Phone QR Code Generator — scan to call in one tap
Want people to call you with one scan, without remembering the number? Use a phone QR code: set the number and scanning opens the dialer with it ready, one tap to call. Common on storefronts, support lines, repair hotlines and on-site service cards. Local, no upload.
A phone QR code uses the tel: standard to encode a number into the pattern. Scanning jumps straight to the dialer with the number filled in, so one tap calls it — no typing.

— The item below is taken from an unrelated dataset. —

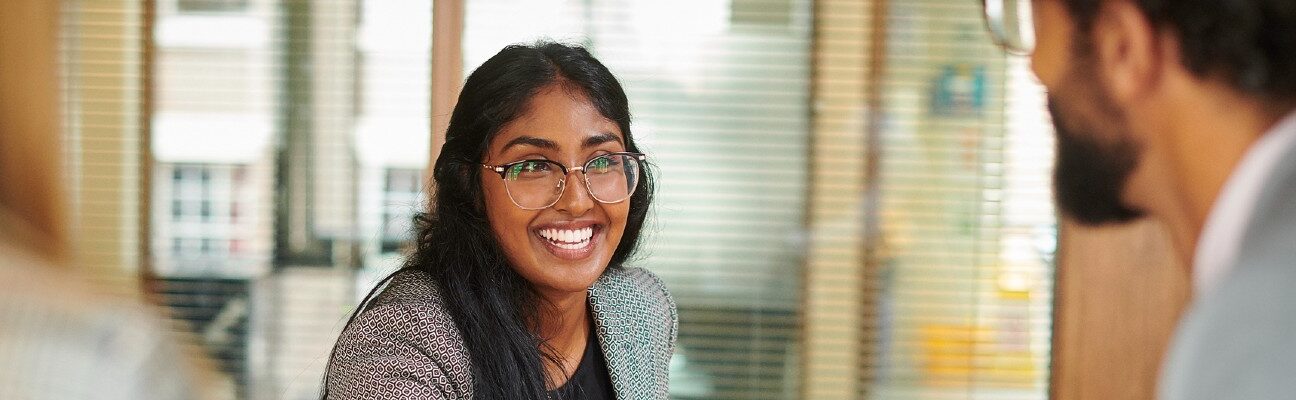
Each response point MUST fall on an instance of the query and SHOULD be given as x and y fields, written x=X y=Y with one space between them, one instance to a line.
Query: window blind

It's ideal for storefront signs, support entry points, repair / on-site service, and emergency contact spots. Enter a number below (ideally with a country code like +1) to generate; processed locally, never uploaded.
Style
Enter content to see your QR code
Why include a country / region code
If your code might be scanned by out-of-town or international visitors — stuck up in a hotel, at a landmark, on cross-border materials — strongly prefer the international format with a country code, e.g. +1 415 .... That way the call goes through correctly no matter where the scanner's phone is set. Spaces, dashes and other decorations are cleaned up automatically at generation time, leaving just + and digits for a clean, dialable number. Include the area code for landlines too.
Phone code vs contact (vCard) code — when to use which
If you only want people to 'call this number,' a phone code is the most direct — scan straight into the dialer, one step. If you want them to save your whole set of details (name, phone, email, company) into their contacts at once, use a contact (vCard) code instead. A storefront sign that wants quick calls → phone code; a business card that wants to become a contact entry → vCard code. Each fits its own job; don't mix them up.
Frequently asked questions
Does scanning a phone code call automatically?
No. It only opens the dialer with the number filled in; whether to call is the person's own tap on the call button. That's a phone safety design — scanning can't auto-dial for anyone — so it's safe to print on public materials.
How should I format the number?
Use the international format with a country code, e.g. +1 415 123 4567; for landlines include the area code. That way out-of-town and international scanners can still dial it. Add spaces and dashes freely — we strip them, keeping only + and digits.
Do extensions and landlines work?
Landlines work fully — include the area code. Extensions behave inconsistently across phones (some support ',' or ';' pause-then-dial), so to be safe note the extension on the material itself, or use a vCard code to store the full number.